The organization that gathers the eight Arctic states for
collaboration on issues unique to Northern territories - sustainability and environmentalism in particular - met in Yellowknife last week.
Senior Arctic officials with the Arctic Council met on Oct. 22 and 23 for a debrief on the council's efforts leading up to a 2015 meeting in Iqaluit, which will gather the representative ministers from each nation.
Subjects on the docket included reducing black carbon emissions in the Arctic caused by wood burning in homes, promoting traditional knowledge and developing a portal on adaptation to climate change, and oil spill response in snow and ice conditions.
Efforts towards environmental protection for marine areas of the Arctic, and an update on human health, organic pollutants, radioactivity and short-lived pollutants were also presented.
- Elaine Anselmi
Councillor resigns at Hamlet of Enterprise
Tammy Neal resigned in September as a councillor with the Hamlet of Enterprise.
Neal's two-year term on council was to end in December, when regular hamlet elections are planned.
She is the second councillor to resign in Enterprise this year.
In June, Al Flamand resigned a council seat, which is also up for election in December.
Currently, the hamlet has a mayor and four councillors.
- Paul Bickford
Peel trial reconvenes
The judge in the Peel Watershed case called for the trial to reconvene last Friday, according to a press release.
The original trial finished in July, but a date for the final decision hadn't yet been announced.
Justice Ron Veale asked for the trial to reconvene on Oct. 24 to "more deeply examine the remedies proposed by the plaintiffs," the release stated.
The plaintiffs in the case are the First Nations of Nacho Nyak Dun, Tr'ondek Hwech'in, as well
as the Yukon chapter of the Canadian Parks and Wilderness Society and the Yukon Conservation Society.
They are calling on the Yukon Government to protect more than 54,000 square kilometres of the Peel Watershed.
They launched their legal action in January, with the Northwest Territories' Gwich'in Tribal Council acting as an intervenor in the case.
- Kassina Ryder
Plane makes emergency landing on Highway 1
A small, single-engine Cessna aircraft was forced to make an emergency landing on Highway 1, about 30 kilometres north of Enterprise, on Oct. 16.
Hay River RCMP received a call just after 1 p.m. indicating that the plane had experienced mechanical trouble and had landed on the roadway and officers were immediately dispatched to the scene, according to a news release from the police.
They were joined there by representatives of the Department of Transportation.
"The pilot was able to get the plane back operational, and RCMP and DOT ensured that the highway was clear and safe for the pilot to take off and continue its flight to Yellowknife," stated the RCMP release.

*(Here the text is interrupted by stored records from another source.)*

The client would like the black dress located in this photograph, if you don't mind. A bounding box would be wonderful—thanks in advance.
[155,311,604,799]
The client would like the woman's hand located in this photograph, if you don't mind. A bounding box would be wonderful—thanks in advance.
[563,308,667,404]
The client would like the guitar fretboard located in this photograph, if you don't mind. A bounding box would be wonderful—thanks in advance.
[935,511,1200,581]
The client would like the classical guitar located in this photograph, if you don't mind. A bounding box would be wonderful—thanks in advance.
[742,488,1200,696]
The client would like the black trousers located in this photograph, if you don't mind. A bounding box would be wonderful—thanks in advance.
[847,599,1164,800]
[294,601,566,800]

No one was injured in the incident.
It is believed the flight originated in Alberta.
- Cody Punter
Hunter catches big bearded seal
A hunter in Paulatuk harvested a nine-and-a-half foot bearded seal near the community last week, said Diane Ruben, resource person at the Hunters and Trappers Committee.
The seal is considered to be larger than average for the Paulatuk area, Ruben said.

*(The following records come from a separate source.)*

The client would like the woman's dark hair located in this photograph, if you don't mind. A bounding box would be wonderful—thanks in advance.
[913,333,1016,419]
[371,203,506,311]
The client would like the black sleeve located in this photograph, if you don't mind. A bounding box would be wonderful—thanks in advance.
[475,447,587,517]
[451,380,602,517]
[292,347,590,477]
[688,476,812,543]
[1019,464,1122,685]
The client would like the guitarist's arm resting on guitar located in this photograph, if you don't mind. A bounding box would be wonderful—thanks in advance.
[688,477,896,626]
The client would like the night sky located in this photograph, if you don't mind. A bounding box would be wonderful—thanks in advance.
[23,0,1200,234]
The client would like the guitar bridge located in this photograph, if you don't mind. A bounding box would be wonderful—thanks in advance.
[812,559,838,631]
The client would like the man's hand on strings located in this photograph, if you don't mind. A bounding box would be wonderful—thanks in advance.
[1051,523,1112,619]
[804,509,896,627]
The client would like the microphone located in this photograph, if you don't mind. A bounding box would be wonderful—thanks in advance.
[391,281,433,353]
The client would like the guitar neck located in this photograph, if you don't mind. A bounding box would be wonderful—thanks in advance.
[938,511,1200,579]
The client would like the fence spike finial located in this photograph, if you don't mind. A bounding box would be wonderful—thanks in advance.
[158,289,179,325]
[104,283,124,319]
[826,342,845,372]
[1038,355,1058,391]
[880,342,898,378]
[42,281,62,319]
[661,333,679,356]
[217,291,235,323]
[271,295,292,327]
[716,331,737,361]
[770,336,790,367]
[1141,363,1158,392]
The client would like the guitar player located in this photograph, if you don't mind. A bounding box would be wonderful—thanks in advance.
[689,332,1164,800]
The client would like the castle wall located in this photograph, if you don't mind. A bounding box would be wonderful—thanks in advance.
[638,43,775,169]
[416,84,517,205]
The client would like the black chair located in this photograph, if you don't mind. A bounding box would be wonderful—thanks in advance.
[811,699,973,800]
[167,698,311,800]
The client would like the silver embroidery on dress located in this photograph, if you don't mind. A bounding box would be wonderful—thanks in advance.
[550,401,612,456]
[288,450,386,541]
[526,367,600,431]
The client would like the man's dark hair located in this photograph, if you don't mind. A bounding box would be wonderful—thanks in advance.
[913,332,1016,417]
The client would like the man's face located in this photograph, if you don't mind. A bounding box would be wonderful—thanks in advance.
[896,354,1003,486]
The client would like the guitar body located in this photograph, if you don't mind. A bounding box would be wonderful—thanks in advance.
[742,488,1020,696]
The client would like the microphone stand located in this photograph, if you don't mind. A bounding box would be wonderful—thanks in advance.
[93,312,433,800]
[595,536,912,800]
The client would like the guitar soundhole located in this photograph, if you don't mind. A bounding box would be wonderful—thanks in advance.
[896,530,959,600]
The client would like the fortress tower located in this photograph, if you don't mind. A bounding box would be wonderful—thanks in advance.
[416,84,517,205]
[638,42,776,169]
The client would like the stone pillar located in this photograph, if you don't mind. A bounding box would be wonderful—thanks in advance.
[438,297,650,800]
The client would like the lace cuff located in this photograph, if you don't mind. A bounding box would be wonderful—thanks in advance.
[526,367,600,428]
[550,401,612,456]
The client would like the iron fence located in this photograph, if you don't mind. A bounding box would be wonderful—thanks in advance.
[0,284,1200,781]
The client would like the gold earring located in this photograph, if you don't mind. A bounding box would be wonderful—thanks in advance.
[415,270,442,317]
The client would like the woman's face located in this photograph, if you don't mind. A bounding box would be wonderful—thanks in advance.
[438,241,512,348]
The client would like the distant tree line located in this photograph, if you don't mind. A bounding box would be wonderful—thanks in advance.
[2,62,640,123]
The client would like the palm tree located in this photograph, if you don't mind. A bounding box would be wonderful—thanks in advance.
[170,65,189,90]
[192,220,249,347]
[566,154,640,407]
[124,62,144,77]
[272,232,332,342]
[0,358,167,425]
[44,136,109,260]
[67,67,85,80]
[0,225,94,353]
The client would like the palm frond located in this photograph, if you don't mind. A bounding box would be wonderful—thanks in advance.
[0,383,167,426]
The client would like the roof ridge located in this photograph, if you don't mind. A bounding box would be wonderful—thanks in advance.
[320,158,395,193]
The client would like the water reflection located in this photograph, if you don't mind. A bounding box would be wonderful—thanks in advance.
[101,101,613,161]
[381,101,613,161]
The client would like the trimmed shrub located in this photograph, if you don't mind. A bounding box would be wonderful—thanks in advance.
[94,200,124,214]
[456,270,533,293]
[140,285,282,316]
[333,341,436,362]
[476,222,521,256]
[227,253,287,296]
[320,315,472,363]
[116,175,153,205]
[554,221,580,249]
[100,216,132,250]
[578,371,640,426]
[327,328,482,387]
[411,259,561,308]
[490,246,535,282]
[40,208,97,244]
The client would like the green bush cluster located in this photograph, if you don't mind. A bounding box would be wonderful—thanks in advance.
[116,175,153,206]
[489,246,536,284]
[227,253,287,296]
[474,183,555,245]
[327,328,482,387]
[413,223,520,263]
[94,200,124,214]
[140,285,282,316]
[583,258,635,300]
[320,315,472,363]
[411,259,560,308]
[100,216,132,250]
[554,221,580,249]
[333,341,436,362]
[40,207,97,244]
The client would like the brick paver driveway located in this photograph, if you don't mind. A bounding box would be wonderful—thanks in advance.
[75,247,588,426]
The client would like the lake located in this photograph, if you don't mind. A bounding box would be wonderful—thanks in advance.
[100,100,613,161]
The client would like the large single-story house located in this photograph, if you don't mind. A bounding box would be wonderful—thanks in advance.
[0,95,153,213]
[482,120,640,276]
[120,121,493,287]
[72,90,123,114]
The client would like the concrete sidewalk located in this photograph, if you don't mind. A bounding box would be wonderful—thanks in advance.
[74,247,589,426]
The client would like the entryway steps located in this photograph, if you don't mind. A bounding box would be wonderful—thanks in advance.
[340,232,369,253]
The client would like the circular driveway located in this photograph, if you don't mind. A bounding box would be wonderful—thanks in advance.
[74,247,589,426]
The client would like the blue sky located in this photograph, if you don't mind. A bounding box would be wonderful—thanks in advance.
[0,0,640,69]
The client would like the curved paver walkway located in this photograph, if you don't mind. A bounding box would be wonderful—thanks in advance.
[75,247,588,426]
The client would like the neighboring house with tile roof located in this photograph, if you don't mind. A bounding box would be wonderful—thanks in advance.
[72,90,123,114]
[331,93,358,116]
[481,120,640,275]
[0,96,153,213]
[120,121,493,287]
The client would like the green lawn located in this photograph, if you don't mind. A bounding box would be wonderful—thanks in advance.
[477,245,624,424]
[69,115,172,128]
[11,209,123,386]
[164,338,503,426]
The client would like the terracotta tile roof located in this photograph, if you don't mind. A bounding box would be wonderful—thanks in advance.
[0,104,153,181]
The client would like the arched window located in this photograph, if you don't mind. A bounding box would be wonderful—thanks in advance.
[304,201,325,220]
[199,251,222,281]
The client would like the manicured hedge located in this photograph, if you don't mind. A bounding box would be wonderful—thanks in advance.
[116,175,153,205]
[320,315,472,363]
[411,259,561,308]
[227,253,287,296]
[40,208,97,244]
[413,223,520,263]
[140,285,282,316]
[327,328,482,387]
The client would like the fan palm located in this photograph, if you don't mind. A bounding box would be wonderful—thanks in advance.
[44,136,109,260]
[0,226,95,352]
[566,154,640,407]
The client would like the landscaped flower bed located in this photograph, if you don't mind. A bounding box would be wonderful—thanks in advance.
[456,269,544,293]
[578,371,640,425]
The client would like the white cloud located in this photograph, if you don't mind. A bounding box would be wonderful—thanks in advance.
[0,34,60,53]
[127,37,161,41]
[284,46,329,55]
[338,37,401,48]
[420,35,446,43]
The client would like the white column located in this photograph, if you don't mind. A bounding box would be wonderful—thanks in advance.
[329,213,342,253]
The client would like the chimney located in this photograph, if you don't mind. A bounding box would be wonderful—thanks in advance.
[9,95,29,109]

"That's unusual for us to get a large bearded seal," Ruben said.
The animal had some strange markings that appeared to be hair loss on a tail flipper, so staff sent samples to a laboratory in Winnipeg to try and determine the animal's condition.
- Kassina Ryder
Going up bit by bit
Construction is continuing on the new community hall in Kakisa. Staff with the First Nation will be conducting a site inspection on Oct. 30.
- Roxanna Thompson
Educational visit to Sachs Harbour
Staff from the Inuvialuit Regional Corporation will be travelling to Sachs Harbour in November to help educate residents about accessing the Group Independent Assessment Program, said Debbie Gordon-Ruben, resolution health support program manager with the corporation.
The program is part of the Indian Residential Schools Settlement Agreement and is available to groups looking to start healing programs and projects.
Gordon-Ruben and Susan Peffer, resolution health support worker with IRC, will travel to Sachs Harbour to provide information on the program as well as to provide wellness workshops.
Staff also plan to travel to Ulukhaktok and Tuktoyaktuk, Gordon-Ruben said.
- Kassina Ryder
Fall events hit Chief Julius School
Younger students at Chief Julius School in Fort McPherson made sure everyone knew what they were thankful for by creating posters for Thanksgiving earlier this month, said education assistant Leslie Blake.
Next on the school's agenda is a Halloween costume contest on the afternoon of Oct. 31, which is open to the entire community.
- Kassina Ryder
A healthy plateful
A healthy nutrition program is underway in Wrigley.
Healthy breakfasts will be offered Mondays and Wednesdays from 9 to 11 a.m. and lunches on Tuesdays and Thursdays from 11 a.m. to 1 p.m.